Patterns of Sexual Behavior
- Cover of the first edition
- Authors: Clellan S. Ford Frank A. Beach
- Language: English
- Subject: Sexual behavior
- Publisher: Harper & Brothers
- Publication date: 1951
- Publication place: United States
- Media type: Print (Hardcover and Paperback)
- Pages: 330 (1965 edition)
- ISBN: 978-0061319136

= Patterns of Sexual Behavior =

1951 book by Clellan S. Ford and Frank A. Beach

Patterns of Sexual Behavior is a 1951 book by anthropologist Clellan S. Ford and ethologist Frank A. Beach, in which the authors combine information about human sexual behavior from different cultures, and include detailed comparisons across animal species, with particular emphasis on primates.

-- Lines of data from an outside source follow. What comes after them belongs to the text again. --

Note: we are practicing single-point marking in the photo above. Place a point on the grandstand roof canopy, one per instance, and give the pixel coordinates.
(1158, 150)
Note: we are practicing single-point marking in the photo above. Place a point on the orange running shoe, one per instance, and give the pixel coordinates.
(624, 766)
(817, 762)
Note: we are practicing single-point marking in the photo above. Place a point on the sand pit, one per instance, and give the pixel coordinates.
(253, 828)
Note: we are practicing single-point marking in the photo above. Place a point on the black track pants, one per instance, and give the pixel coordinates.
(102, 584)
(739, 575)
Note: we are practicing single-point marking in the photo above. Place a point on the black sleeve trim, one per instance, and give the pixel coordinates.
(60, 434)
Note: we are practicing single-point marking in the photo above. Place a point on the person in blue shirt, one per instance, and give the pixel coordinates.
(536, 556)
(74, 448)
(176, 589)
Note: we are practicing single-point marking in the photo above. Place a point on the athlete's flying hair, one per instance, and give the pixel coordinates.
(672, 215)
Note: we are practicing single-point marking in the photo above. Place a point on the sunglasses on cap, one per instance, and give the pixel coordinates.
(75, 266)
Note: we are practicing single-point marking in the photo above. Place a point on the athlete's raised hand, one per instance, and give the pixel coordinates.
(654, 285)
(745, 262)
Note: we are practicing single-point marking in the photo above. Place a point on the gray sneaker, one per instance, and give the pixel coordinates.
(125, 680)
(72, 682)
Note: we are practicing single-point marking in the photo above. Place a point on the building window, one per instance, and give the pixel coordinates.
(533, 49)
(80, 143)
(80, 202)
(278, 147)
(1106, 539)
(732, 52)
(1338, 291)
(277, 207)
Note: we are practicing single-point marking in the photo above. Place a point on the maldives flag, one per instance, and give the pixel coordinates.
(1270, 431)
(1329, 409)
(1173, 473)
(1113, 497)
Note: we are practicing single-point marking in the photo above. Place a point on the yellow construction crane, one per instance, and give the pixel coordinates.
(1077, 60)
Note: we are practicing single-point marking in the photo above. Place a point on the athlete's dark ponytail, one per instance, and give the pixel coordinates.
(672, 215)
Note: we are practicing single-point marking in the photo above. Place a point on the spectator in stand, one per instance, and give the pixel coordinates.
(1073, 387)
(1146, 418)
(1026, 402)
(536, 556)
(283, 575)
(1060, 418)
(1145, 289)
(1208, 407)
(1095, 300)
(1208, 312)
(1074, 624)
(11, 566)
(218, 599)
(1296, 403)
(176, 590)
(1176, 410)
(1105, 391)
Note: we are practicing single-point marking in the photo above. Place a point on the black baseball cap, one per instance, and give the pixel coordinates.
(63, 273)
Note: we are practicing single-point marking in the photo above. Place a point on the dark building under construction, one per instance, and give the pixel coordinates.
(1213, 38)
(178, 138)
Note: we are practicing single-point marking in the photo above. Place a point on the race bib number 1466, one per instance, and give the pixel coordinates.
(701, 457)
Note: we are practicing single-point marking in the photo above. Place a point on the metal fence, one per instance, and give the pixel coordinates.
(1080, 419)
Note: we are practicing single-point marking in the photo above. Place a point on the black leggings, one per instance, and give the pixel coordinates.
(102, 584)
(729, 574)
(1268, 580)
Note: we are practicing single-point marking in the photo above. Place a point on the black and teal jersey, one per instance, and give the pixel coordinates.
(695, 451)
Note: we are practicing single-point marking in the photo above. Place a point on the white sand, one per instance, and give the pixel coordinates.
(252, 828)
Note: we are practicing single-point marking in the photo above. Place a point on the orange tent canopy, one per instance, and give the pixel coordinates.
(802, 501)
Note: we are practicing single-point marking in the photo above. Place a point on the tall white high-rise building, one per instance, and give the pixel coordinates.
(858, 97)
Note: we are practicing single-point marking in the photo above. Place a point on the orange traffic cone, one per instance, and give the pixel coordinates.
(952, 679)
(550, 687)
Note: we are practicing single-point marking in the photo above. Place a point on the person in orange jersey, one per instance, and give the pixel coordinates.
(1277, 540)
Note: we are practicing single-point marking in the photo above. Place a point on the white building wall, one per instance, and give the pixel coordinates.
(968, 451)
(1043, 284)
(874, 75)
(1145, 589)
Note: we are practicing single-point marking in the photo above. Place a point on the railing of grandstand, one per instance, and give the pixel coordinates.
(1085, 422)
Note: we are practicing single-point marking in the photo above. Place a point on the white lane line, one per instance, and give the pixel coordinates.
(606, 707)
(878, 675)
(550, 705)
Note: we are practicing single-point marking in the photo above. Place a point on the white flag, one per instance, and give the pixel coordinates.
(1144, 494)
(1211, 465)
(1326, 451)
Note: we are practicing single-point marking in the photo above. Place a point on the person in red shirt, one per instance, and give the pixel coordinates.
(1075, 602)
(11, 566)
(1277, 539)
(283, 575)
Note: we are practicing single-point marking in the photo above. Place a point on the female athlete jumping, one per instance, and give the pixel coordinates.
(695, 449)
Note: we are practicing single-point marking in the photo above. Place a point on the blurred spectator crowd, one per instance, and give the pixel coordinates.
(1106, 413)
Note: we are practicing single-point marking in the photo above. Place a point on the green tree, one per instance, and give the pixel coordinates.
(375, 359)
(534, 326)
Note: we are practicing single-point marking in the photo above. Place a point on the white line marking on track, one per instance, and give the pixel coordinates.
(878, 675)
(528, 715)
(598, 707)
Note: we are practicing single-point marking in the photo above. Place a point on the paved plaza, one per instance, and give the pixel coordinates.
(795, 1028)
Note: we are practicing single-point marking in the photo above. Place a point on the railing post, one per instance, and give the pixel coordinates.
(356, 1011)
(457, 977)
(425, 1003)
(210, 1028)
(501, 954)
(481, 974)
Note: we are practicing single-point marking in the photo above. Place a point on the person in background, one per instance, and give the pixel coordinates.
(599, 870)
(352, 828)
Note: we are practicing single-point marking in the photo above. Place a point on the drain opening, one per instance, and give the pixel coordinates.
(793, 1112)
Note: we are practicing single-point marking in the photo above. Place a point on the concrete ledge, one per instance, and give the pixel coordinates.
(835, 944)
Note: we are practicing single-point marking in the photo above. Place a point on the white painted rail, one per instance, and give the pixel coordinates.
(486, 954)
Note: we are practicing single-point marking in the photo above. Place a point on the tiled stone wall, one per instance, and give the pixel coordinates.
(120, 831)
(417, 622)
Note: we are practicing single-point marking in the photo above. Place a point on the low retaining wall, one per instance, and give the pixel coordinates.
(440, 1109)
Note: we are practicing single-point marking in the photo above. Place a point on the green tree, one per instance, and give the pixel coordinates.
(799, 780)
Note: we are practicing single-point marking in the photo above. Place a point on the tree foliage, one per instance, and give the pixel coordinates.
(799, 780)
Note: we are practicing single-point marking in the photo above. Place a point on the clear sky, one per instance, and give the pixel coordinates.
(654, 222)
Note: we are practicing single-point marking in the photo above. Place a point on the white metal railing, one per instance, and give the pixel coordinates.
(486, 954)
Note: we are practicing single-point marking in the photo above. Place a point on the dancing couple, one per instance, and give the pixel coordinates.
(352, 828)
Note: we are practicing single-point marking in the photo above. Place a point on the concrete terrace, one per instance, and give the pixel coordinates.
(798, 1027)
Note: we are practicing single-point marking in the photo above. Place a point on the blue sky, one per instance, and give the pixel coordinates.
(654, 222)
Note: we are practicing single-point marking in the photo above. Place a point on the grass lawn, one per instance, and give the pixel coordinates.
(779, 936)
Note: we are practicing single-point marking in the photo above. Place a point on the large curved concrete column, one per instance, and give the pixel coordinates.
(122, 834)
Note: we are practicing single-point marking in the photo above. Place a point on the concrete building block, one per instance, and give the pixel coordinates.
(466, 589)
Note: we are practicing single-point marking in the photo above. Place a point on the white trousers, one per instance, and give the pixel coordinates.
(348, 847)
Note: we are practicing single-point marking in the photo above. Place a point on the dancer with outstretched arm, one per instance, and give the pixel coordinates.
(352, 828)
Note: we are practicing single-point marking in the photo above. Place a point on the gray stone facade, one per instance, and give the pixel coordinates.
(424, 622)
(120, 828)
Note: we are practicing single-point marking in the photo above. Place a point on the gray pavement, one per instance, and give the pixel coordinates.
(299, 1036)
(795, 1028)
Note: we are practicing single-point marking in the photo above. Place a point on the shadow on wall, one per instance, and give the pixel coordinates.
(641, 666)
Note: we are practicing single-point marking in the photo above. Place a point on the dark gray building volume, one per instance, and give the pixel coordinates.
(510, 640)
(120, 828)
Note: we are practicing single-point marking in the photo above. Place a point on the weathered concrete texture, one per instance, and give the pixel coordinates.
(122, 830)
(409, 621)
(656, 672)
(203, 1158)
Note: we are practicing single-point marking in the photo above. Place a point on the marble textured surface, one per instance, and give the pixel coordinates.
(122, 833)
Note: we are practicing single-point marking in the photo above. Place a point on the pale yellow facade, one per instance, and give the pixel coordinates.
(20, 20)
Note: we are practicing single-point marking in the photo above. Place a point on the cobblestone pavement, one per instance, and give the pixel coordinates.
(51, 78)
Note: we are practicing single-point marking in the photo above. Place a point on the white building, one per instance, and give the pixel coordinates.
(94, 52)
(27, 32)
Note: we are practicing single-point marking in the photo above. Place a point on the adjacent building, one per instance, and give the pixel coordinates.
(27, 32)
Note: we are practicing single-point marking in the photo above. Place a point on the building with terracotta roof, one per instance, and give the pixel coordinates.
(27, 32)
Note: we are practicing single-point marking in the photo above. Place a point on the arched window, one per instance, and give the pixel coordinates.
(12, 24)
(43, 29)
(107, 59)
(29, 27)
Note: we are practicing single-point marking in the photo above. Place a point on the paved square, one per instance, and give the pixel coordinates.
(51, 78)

The book received positive reviews and has been called a classic. It provided the foundation for the later research of Masters and Johnson.

==Summary==
Ford and Beach use a "cross-cultural correlational method" in exploring sexual behavior, a statistical approach suitable for distinguishing behavioral trends and making generalizations. They combine information from 191 cultures: 47 from Oceania, 28 from Eurasia, 33 from Africa, 57 from North America, and 26 from South America. Much of their data was collected in the Human Relations Area Files, a cross-institutional organization co-founded by Ford. They offer information on such topics as "sexual positions, length (time) of intercourse, locations for intercourse, orgasm experiences, types of foreplay, courting behaviors, frequencies of intercourse [and] methods of attracting a partner." They cover homosexuality in both humans and other animals, citing evidence of accepted homosexual behavior in 49 of the 76 cultures for which the relevant data were available. Ford and Beach conclude that there is a "basic mammalian capacity" for same-sex behavior.

==Publication history==
Patterns of Sexual Behavior was originally published by Harper & Brothers, New York in 1951. The following year, the work was reprinted (under the title Patterns of Sexual Behaviour) by Eyre and Spottiswoode in London. Metheun published a reprint of the 1951 Harper & Row edition in 1965.

==Reception==
===Evaluations in books===
Andrew Paul Lyons and Harriet Lyons argued in Irregular Connections: A History of Anthropology and Sexuality (2004) that Patterns of Sexual Behavior was comprehensive for its time but nevertheless contained a number of self-imposed limitations. Its authors limited their definition of sexual behavior to "behavior involving stimulation and excitation of the sexual organs," and made no attempt to explore sexual symbolism. While acknowledging that their study might have implications for psychology and psychoanalysis, they felt themselves unqualified to explore specific questions pertaining to this field. They claimed to make no judgements of moral value, though their study is considered supportive of sexual relativism. Lyons and Lyons credited them with "making homosexual behavior more visible and more acceptable within the culture of its time."